Canada’s prosperity is just one part of Smith’s story however, which paints a picture of huge and disruptive change. Hardest hit by the changes, he predicts, will be megacities in the developing world, which are already struggling to accommodate an influx of rural migrants, “despite being hell on earth”.
But not so in the New North. Prosperity awaits communities that lie north of the 45th parallel as global warming diminishes winter’s severity. “In many ways, the stresses that will be very apparent in other parts of the world by 2050 – like coastal inundation, water scarcity, heat waves and violent cities – will be easing or unapparent in northern places.”
Cities he expects to increase in size and prominence over the next 40 years include Toronto, Montreal, Vancouver, Seattle, Calgary, Edmonton, Minneapolis-St Paul, Ottawa, Reykjavik, Oslo, Stockholm, Helsinki, St Petersburg and Moscow.
“It’s not that London or LA are going to become empty wastelands,” says Smith. “Even in 2050, there will be far more people down here than in the north.
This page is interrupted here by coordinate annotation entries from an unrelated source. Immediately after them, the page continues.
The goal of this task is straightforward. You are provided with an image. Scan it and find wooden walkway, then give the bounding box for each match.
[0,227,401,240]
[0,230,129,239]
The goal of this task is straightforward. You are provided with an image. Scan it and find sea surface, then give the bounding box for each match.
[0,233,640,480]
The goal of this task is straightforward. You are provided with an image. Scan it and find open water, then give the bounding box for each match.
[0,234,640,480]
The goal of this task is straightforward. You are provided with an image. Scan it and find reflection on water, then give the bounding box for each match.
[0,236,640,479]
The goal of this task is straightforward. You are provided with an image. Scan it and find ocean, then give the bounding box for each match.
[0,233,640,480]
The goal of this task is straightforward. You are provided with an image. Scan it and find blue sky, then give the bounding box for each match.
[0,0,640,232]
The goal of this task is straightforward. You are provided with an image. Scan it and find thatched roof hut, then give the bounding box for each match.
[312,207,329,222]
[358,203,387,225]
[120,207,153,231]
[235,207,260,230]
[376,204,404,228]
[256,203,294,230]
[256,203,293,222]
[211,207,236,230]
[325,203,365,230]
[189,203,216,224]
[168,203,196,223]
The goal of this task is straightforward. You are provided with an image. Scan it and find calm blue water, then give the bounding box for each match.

But many northern places that are now marginal or not really thought much about will emerge as very nice places to be.”
As the Norcs will be among the few places on Earth where crop production will likely increase due to climate change they will also will become the envy of the world for their reserves of fresh water, which may be sold and transported to other regions.
“The Russian hydrocarbon economy speaks for itself. Russia has a lot going for it if it can just get its politics and corruption in order. We are not going to be able to wean ourselves off fossil fuels for at least 20 or 30 years and we are going to continue burning this stuff, so from a practical point of view, for God’s sake let’s at least use natural gas not coal. Where’s all the coal? United States and China. Where’s all the gas? Russia. From the point of view of mitigating climate change the best darn thing we can do is encourage China to buy gas from Russia rather than burning its own coal.
“In terms of telling sad stories about the impact of global warming, I may well have failed, but what I ended up with talked about the significance of this region of the world as a modernising and exciting place. I was very impressed by the vibrancy and strength of the people who, counter to perceptions, don’t want to be pitied and are embracing business models and want to be allowed to participate in the global economy like everyone else. It was a real eye-opener.”
He didn’t, he says, set out to write a counterintuitive book. Rather, he went where the facts took him. “I’m a scientist – I wanted to be rigorous, balanced and sensible. The surprise of the book is that there are reasons for collective optimism for these northern countries. But the broader story is one of pessimism for the world as a whole because the factors making this happen are the problem. For example energy, water, inundated coastlines, storms, extreme events, increased populations. The good news is relatively small. We are talking about 15 per cent of the world’s surface area and a trifling proportion of its population.”
While a nationalist Canadian might find optimism here, the rest of us should be concerned. Nothing funny there.